There were images of Mark Bowers as he had been in life, decked out in his ubiquitous chinos and shirt against backdrops of castles and archaeological excavations. Ryan peered closely at the pictures to try to gauge the man’s character from what he had chosen to immortalise in print, but all they could tell him was that Bowers had been passionate about his work. Every picture showcased a new excavation site, arranged chronologically, by the looks of it. The oldest print was positioned on one side of the front door and showed a fresh-faced Bowers standing amid a group of university students, perhaps from his history days at Oxford. The newest wrapped all the way around the hallway to the other side of the front door and showed a much older Bowers posing in front of Bamburgh Castle, beside a small group of people Ryan presumed to be members of his excavation team.

  Ryan scrutinized the people in the photographs, committing faces to memory on the off chance that one of these smiling academics had taken it upon themselves to put a bullet in their friend’s brain.

  Anna disappeared into the first room on the left, which she knew to be the epicentre of Bowers’ home. His study was exactly as she remembered it: floor to ceiling bookshelves crammed full of books, many of them old and cracked with age. This had been a working library, she recalled, for a man who read every volume and didn’t care for books that hadn’t earned their place on the shelf.

  “It looks just the same,” she murmured.

  “It’s been less than twenty-four hours,” Ryan replied from the doorway, his voice unaccountably loud.

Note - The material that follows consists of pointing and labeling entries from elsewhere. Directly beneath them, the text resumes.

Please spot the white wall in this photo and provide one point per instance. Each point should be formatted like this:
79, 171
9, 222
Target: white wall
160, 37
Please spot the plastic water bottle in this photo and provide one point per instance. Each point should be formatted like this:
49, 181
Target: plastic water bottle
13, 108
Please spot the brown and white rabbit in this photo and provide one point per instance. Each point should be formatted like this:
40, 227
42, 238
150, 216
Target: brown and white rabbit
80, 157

  “I know, but…” she trailed off. “I don’t know. I expected it to feel different, somehow. Empty, maybe. Instead, it feels like he could walk through the door at any moment.”

  Ryan heard tears clogging her throat, so he brought her sharply back to the present.

  “He may not walk in, but Faulkner and his team might. Let’s get moving, we’re on borrowed time, as it is.”

  “I just want to see if there’s anything which might help,” Anna said, obstinately. “You didn’t have to come.”